In order to more effectively process the characteristics, the invention will

And the final characteristics are obtained through fusion, then the node weight of the last layer is trained through cross entropy to carry out false news classification, and the calculation formula is as follows:

in the formula, W is a parameter matrix, b is an error parameter, and l represents the number of categories.

Advantageous effects

The invention provides a false news identification method based on a heterogeneous graph convolutional network. Firstly, a new topology smoothing strategy is designed to measure the topology weight of each node, and the topology weight of each node is obtained by increasing the weight of the node close to the class center and reducing the weight of the node far from the class center. Secondly, a layered attention mechanism is adopted to adaptively learn the weight of each edge in the news dissemination network, so that the importance degree of each edge is measured, and the negative influence caused by unreal edges is relieved.

Compared with the prior art, the invention has the following beneficial effects:

1. the invention designs a topology smoothing strategy to measure the topology weight of the marked node so as to relieve the problem of topology unbalance.

2. On the basis, the invention provides a layered attention mechanism to learn the characteristics of the HNG, and the authenticity of the relationship is identified by properly measuring the weight of each relationship, so that the influence of the non-authenticity relationship on the HNG is effectively reduced.

3. The experimental results on the standard data set prove that the technical model related to the invention achieves more excellent performance than the prior method.

Drawings

The drawings, in which like reference numerals refer to like parts throughout, are for the purpose of illustrating particular embodiments only and are not to be considered limiting of the invention.

FIG. 1 is a general model framework diagram of the method in an example of the invention.

Fig. 2 is a diagram illustrating a heterogeneous news dissemination (HNG) according to an embodiment of the present invention.

FIG. 3 is a block diagram of a multi-headed autofocusing mechanism algorithm in the method according to an embodiment of the present invention.

Fig. 4 is a graph comparing the early news detection effect of the method according to the example of the present invention with that of the prior art method.

Detailed Description

In order to make the objects, technical solutions and advantages of the present invention more apparent, the present invention will be described in further detail below with reference to the accompanying drawings and examples. It should be understood that the specific embodiments described herein are merely illustrative of the invention and are not intended to limit the invention. In addition, the technical features involved in the embodiments of the present invention described below may be combined with each other as long as they do not conflict with each other.

The invention provides a false news identification method based on a heterogeneous graph convolutional network, which consists of four sub-modules: the system comprises a text data acquisition and heterogeneous news propagation graph construction module, a text feature acquisition module, a hierarchical graph convolution module and a node classification task training module. The overall model frame is shown in fig. 1, and is described as follows:

1. text data acquisition and heterogeneous news dissemination map construction

1.1 text data acquisition

Data used by the method are obtained from a microblog and a Twitter social platform, and a weibo data set and Twitter15 data are finally obtainedThe set, twitter16 dataset, is public data that has been validated for use. The data contains news M = [ M = [ M ] ] ₁ ,m ₂ ,...,m _n ]And a review R = [ R ] for each news item ₁ ,r ₂ ,...,r _j ]User U = [ U ] ₁ ,u ₂ ,...,u _r ]

1.2 heterogeneous News dissemination graph (HNG) construction

According to three nodes of news text, comments and news users, five relations of < user-release-news >, < source news-similar time/similar-source news >, < comment-source news >, < comment opinion-approval/question-news >, < user-attention-user > are modeled, a heterogeneous false news network HNG is constructed to enrich information of false news, and the finally constructed HNG is shown in figure 2. For convenience of describing the method, the HNG is denoted as G = (V, E), a denotes an adjacency matrix, a' = a + I denotes an adjacency matrix added to a self-loop, and D denotes a degree matrix.
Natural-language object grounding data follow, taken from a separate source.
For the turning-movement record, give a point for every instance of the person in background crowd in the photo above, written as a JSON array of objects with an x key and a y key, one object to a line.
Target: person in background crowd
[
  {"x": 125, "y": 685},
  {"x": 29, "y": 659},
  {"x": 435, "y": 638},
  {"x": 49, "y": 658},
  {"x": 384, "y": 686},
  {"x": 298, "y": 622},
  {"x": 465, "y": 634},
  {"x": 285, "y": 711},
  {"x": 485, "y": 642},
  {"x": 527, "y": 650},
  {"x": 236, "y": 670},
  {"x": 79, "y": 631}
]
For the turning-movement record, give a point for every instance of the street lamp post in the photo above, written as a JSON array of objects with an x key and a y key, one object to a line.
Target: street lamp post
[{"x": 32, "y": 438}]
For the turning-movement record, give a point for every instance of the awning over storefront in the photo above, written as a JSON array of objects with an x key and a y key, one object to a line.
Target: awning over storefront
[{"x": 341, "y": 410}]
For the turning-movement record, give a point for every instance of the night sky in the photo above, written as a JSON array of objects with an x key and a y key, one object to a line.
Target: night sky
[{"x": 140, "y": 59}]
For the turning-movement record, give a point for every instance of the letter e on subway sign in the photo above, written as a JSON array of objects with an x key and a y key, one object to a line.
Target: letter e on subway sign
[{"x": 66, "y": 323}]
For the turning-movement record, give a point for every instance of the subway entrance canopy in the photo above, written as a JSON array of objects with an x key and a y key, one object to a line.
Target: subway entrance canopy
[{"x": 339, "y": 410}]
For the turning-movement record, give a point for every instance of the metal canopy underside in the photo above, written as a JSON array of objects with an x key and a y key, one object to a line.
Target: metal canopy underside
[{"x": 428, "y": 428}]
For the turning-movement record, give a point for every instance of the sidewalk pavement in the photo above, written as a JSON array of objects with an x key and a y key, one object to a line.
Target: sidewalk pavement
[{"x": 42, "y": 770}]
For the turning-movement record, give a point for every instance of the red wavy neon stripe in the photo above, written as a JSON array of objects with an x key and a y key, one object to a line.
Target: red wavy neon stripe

2. Text feature acquisition

2.1 initial text feature acquisition

For a source news m _i And its comment R = [ R = ₁ ,r ₂ ,...,r _j ]. First, news m is acquired using CNN _i Initial sequence characterization of

The CNN feature acquisition formula is as follows:

in the formula, W represents a convolution kernel parameter matrix, and σ (·) represents a nonlinear activation function. Extract each reply r in the same way _j Is characterized by

2.2 text context semantic feature acquisition

To further refine the semantic representation between reviews and source news, a multi-headed autoradiogram is usedAttention is drawn to a mechanism to capture the correlation between news content and reviews. In particular, all sentences are cross-checked across models using an attention mechanism to capture the consistency between them. Obtaining the text characteristics of each news through the semantic consistency coding process

Characteristics of comments

The multi-headed self-attention model is shown in fig. 3.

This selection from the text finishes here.